Port-au-Prince, 18 août 2026 — L’inscription de Marjorie Michel sur la liste des électeurs relance le débat sur les contradictions de l’opposition haïtienne et sur sa capacité à proposer une véritable alternative politique.

Membre du Secteur démocratique et populaire (SDP) et proche d’André Michel, Marjorie Michel avait participé aux mobilisations contre le pouvoir de Jovenel Moïse, à une période où le SDP contestait notamment certains aspects du processus électoral et l’utilisation de la carte Dermalog. Sa participation au processus actuel constitue donc un repositionnement politique qui mérite d’être expliqué.
Le débat ne porte pas sur son droit de participer aux élections, mais sur la cohérence politique entre les positions défendues hier et celles adoptées aujourd’hui.

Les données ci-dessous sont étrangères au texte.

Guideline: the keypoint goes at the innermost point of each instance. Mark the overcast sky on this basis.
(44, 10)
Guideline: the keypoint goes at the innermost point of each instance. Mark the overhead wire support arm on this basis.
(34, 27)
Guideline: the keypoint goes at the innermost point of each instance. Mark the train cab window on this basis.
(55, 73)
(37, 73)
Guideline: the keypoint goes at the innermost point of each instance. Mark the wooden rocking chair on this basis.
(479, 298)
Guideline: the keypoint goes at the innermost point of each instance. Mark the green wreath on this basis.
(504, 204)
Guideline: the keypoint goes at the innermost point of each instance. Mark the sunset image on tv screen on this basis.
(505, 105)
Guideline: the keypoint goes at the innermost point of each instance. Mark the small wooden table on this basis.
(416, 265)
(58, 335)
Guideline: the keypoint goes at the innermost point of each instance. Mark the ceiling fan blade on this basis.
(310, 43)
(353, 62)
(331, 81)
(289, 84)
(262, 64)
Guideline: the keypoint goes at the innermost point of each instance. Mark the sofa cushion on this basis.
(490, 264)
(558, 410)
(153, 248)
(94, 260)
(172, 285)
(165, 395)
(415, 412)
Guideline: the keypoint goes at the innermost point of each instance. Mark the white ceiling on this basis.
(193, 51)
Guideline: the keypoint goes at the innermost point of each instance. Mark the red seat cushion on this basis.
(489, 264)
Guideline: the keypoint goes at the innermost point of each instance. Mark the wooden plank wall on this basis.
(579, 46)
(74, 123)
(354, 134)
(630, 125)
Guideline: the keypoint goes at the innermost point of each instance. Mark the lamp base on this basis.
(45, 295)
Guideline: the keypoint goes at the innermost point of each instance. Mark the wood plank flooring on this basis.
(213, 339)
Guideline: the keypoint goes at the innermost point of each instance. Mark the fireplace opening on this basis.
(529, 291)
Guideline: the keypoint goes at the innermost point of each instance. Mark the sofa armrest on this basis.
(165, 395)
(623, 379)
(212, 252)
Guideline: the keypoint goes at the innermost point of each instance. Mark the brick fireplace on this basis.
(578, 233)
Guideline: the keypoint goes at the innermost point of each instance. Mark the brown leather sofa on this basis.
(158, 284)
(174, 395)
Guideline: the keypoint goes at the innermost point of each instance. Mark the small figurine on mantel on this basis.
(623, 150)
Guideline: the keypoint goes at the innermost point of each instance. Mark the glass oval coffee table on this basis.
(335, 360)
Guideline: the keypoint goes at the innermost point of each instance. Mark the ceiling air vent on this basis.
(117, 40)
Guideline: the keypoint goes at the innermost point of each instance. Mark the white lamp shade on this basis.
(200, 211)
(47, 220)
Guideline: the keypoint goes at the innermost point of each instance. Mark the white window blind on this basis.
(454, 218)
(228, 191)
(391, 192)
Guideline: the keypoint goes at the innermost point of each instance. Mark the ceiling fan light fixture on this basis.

Cette situation renvoie à une vieille logique de la politique haïtienne : « retire kòw pou m mete pa m ». On combat le pouvoir en place, on réclame son départ, puis on cherche à occuper les mêmes espaces sans forcément remettre en cause les mécanismes qui ont produit la crise.
Cette pratique alimente surtout la méfiance d’une population déjà largement désabusée par les promesses politiques. À l’approche des échéances électorales, les partis et regroupements de l’opposition devront donc convaincre les électeurs que leur démarche repose sur un véritable projet de transformation, et non sur une simple redistribution des postes et du pouvoir.
Le véritable problème dépasse donc Marjorie Michel et le SDP. Il concerne toute une classe politique souvent davantage concentrée sur la conquête du pouvoir que sur la transformation de l’État.
Insécurité, crise institutionnelle, faiblesse de la justice, pauvreté et absence de services publics demeurent les principales préoccupations de la population. Pourtant, le débat politique reste trop souvent centré sur la question de savoir qui doit gouverner, plutôt que sur comment gouverner autrement.
Haïti n’a pas seulement besoin d’une alternance. Le pays a besoin d’une véritable alternative politique, fondée sur des institutions solides, une vision claire et des réformes profondes.
Tant que la politique restera prisonnière du « retire kòw pou m mete pa m », les changements de dirigeants risquent de se succéder sans produire le changement de système attendu par la population.